Anyway most days I'm pretty happy go lucky, smile, sing, laugh and say totally random things, most of the time not on purpose. My brother called me this morning  and we talked about our Grandma. (The sane one). We have another Grandma but she is a little out there to say the least. My brother said it sounded like my grandma had given up the will to live and he didn't think that she would make it through the yr. I had thought the same thing and even mentioned it to Mom.

Then I get to work and my good friend Jeffery decides he would invite me to a party one of his friends is having. It wouldn't be that bad but A.) The person throwing the party is a whore and I  said that to this person's face. B.) Jeffery's main purpose for inviting me is to find me a man *sigh*. Jeffery is in a happily ever after relationship, which I'm truly happy for him. It shows there are truly wonderful men out there, only most of them are gay. He said it is his mission in life to find me someone. I got angry with him and promptly told him there is no one out there for me. Then I felt bad because he's a wonderful friend and I yelled at him. I'm such a hot headed bitch sometimes. Grrr.

Then there was the actuall workday itself. Reguarding this subject I'll just say it was a cluster fuck do to poor leadership decisions.

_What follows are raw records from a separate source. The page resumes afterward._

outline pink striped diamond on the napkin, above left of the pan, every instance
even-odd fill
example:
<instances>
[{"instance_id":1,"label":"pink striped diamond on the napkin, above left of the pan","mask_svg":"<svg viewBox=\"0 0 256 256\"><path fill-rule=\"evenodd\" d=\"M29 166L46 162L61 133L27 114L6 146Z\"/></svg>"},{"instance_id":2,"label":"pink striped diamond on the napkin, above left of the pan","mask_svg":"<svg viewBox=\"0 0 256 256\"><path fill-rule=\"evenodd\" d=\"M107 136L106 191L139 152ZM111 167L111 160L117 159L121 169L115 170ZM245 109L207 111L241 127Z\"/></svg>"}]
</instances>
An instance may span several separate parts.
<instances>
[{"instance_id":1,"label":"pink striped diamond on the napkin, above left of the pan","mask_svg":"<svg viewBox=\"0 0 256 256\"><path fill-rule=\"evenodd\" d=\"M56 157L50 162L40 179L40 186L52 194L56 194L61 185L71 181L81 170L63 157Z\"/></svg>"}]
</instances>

Wednesday, September 15, 2010

Dating

I have decided there is no special someone for me. I believe I must have racked up karmic debt in past lives and am now paying for them.

I don't really need anyone. I'm self sufficient and can take care of myself, and I like it that way. I don't want to be dependent on somebody. There is something empowering about being able to provide for one's self.

The problem is that I want somebody to share life with. I don't mean moving in together, getting married (yuck) or being attached at the hip. All those things can be suffocating.

Sooo, I attached this Depeche Mode song. It's brilliant and explains what I want, and if you listen real close you'll find the irony is that the dream is probably unattainable. Life is cruel.